Mulai Kamis (17/11) ini, Terminal 3 Bandara Internasional Soekarno-Hatta, Cengkareng, Banten, melayani penerbangan domestik dan internasional. Oleh karena hanya maskapai Indonesia AirAsia yang mendiami terminal tersebut, keberuntungan jelas ada di pihak mereka.
Di tengah minimnya kabar baru ataupun kabar baik berkenaan pengembangan Bandara Soekarno-Hatta, tentu saja terobosan PT Angkasa Pura II (persero) ini patut diacungi jempol. Salut. Meski langkah itu boleh saja dianggap sebagai ”kompensasi” dibatalkannya jembatan penumpang dari Terminal 2 ke Terminal 3.
Nah, karena jembatan itu dihapus dalam rencana induk baru, maka penerbangan internasional dari Terminal 3, bahkan mungkin dari Terminal 1, bolehlah kita nilai positif. Jauh lebih baik daripada penumpang pontang-panting pindah terminal untuk terbang ke luar negeri dengan risiko ditinggal terbang.
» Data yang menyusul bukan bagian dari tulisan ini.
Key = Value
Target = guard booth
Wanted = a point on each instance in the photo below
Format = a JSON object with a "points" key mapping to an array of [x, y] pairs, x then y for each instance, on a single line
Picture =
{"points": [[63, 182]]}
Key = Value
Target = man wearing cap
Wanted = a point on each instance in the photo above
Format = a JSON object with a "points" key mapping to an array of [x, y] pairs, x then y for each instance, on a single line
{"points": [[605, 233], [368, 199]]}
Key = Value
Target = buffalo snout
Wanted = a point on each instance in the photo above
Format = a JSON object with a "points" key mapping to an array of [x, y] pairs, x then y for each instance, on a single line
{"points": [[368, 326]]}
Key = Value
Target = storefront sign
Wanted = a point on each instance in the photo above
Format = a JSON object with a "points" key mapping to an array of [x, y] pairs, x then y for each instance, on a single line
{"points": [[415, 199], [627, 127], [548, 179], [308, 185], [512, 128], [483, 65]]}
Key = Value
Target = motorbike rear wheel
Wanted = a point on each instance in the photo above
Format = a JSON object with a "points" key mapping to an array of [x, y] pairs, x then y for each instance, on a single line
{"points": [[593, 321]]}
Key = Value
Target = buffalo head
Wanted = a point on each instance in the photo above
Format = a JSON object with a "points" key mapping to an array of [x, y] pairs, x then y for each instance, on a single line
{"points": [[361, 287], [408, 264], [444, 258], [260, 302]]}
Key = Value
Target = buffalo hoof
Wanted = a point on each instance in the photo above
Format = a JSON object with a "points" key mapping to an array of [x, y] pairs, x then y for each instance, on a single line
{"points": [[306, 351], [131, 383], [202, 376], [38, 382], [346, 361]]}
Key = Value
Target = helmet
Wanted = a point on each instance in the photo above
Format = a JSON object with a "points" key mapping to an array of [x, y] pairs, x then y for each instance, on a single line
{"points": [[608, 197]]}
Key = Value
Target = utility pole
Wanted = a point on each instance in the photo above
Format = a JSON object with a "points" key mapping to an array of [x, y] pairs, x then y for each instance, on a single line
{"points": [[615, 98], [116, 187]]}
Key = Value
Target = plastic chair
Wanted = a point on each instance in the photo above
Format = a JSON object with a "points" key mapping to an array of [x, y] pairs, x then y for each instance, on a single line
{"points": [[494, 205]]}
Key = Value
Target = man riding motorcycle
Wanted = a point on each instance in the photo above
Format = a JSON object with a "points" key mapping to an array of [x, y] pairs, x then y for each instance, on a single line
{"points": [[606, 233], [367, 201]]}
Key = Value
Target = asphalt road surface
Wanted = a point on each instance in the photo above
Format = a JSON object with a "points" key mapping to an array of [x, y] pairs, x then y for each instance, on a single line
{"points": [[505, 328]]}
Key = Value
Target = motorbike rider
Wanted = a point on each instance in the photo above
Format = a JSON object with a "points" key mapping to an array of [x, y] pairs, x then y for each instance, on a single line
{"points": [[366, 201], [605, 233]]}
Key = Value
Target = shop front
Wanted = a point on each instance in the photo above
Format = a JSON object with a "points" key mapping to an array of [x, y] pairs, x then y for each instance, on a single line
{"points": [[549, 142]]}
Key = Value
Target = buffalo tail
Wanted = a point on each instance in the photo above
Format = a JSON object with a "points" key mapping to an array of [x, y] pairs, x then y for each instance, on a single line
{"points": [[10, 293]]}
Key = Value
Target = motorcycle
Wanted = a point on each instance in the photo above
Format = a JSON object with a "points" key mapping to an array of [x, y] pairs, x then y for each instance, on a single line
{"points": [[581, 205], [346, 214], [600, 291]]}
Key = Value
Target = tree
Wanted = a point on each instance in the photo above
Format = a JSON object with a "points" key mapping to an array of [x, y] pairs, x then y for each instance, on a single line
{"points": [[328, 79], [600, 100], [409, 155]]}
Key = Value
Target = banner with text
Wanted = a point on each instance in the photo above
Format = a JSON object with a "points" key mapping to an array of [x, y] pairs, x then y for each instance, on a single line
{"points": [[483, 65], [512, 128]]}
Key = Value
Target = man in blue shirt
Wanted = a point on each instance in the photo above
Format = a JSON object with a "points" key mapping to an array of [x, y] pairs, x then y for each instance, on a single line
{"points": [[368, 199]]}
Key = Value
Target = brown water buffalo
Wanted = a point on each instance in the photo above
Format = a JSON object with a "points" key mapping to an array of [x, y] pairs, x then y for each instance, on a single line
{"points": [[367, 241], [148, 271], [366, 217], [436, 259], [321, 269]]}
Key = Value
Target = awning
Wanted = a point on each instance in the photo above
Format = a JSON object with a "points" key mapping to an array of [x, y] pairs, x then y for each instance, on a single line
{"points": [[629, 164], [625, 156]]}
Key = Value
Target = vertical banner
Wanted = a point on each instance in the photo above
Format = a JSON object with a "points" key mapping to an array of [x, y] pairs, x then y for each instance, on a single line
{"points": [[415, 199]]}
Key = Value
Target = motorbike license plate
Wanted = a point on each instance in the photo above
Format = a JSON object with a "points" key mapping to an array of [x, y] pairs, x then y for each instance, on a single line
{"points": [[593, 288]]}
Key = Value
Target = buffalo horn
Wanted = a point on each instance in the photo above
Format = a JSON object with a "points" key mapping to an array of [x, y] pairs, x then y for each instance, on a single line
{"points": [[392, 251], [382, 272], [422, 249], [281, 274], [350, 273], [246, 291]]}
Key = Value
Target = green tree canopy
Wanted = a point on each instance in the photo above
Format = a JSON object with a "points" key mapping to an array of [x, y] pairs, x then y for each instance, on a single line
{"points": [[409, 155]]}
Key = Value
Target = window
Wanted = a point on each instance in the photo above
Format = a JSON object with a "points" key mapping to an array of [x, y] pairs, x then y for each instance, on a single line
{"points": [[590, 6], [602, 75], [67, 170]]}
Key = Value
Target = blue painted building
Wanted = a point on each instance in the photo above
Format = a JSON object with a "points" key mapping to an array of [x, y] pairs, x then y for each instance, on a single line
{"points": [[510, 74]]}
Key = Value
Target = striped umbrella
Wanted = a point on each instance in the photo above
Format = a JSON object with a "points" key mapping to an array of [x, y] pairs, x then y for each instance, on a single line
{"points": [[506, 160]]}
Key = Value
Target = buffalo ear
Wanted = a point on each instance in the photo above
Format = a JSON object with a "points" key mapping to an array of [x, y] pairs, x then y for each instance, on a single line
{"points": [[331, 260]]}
Lantas, kabar positif apa lagi yang dinantikan? Sangat diharapkan kinerja Indonesia AirAsia melejit dengan kemudahan transit di bawah satu atap di Terminal 3. Dengan demikian, mereka bisa menerbangkan lebih banyak penumpang dari dan ke regional ini.
Dengan demikian, perlahan namun pasti peran Kuala Lumpur dan Singapura hendaknya mulai direbut oleh Soekarno-Hatta, misalkan sebagai bandara transit penerbangan Bangkok menuju Melbourne, juga dari New Delhi ke Perth (Australia).
Bila Soekarno-Hatta jadi bandara hub, maka Jakarta kecipratan rezeki turis mancanegara. Apalagi, kalau transportasi dari bandara ke pusat kota diperbaiki.
Terobosan apa lagi yang layak diterapkan di Terminal 3? Tentu saja pajak yang lebih murah.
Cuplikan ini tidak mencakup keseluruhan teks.